All the EGTB solutions I've tested so far (Gaviota, Nalimov, Scorpio) have a serious problem with multi-threaded access, too much of the code is behind a single mutex (critical section) and when 8 threads probe there are 7 threads waiting while the first thread is doing its probe.

Robert
Daniel Shawul
Posts: 4186
Joined: Tue Mar 14, 2006 11:34 am
Location: Ethiopia

Re: New 6-piece tablebases

Post by Daniel Shawul »

Houdini wrote:
syzygy wrote:The probing code is fully multithreaded as well.
Ronald,

Congrats for your new EGTB system!
Could you comment on the multi-threaded performance? Suppose 8 threads are simultaneously probing, how much of the probing code can run simultaneously?

All the EGTB solutions I've tested so far (Gaviota, Nalimov, Scorpio) have a serious problem with multi-threaded access, too much of the code is behind a single mutex (critical section) and when 8 threads probe there are 7 threads waiting while the first thread is doing its probe.

Robert
Hah..this is false at least for scorpio. I have code that allows upto 8 searchers to do probes simultaneously. The LRU cache has locks but that is just about it. Please lets not spread FUD.
syzygy
Posts: 5774
Joined: Tue Feb 28, 2012 11:56 pm

Re: New 6-piece tablebases

Post by syzygy »

Houdini wrote:Could you comment on the multi-threaded performance? Suppose 8 threads are simultaneously probing, how much of the probing code can run simultaneously?
Multi-threaded access is completely simultaneous, except for a single lock that is taken when accessing a particular table for the first time (this is negligible).

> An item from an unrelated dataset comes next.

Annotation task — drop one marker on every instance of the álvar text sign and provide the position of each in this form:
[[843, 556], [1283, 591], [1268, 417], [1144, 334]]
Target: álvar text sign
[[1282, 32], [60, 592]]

One of the reasons for not needing the mutex that the other systems have is that I let the OS do all the caching. I simply mmap() the compressed tables into memory and directly acccess the compressed data. For 5-piece tables that should never be a problem (it's just 378 MB). For 6-piece tables I don't know how well e.g. Windows handles it.

Accessing 6-piece tables on 32-bit systems would need some work, because mmap()ing them will run into problems, but on 32-bit systems it seems to make more sense to stay with 5-piece tables anyway. I think the decompression code currently expects a 64-bit processor, but that can be changed quite easily.
User avatar
Houdini
Posts: 1471
Joined: Tue Mar 16, 2010 12:00 am

Re: New 6-piece tablebases

Post by Houdini »

Daniel Shawul wrote:Hah..this is false at least for scorpio. I have code that allows upto 8 searchers to do probes simultaneously. The LRU cache has locks but that is just about it. Please lets not spread FUD.
AFAIK with large cache sizes a lot of time is spent traversing the LRU cache, and that is exactly what you are locking.
Do you have any performance data that would suggest otherwise?

Robert
User avatar
Houdini
Posts: 1471
Joined: Tue Mar 16, 2010 12:00 am

Re: New 6-piece tablebases

Post by Houdini »

syzygy wrote:Multi-threaded access is completely simultaneous, except for a single lock that is taken when accessing a particular table for the first time (this is negligible).
That's great, I'm looking forward to testing your system.

Cheers,
Robert
Daniel Shawul
Posts: 4186
Joined: Tue Mar 14, 2006 11:34 am
Location: Ethiopia

Re: New 6-piece tablebases

Post by Daniel Shawul »

Houdini wrote:
Daniel Shawul wrote:Hah..this is false at least for scorpio. I have code that allows upto 8 searchers to do probes simultaneously. The LRU cache has locks but that is just about it. Please lets not spread FUD.
AFAIK with large cache sizes a lot of time is spent traversing the LRU cache, and that is exactly what you are locking.
Do you have any performance data that would suggest otherwise?
You ask me data for your claim? You are the one who said all 3 TBs can only probe with one thread while the rest are stuck, so lets see it.
My caches have always been small and they store _decompressed_ data. So a hit is very fast while if you let the OS cache it you will have to decompress a block of data everytime. I tested this a long time ago with upto 4 threads and found no problems, and the lru cache did speed things up.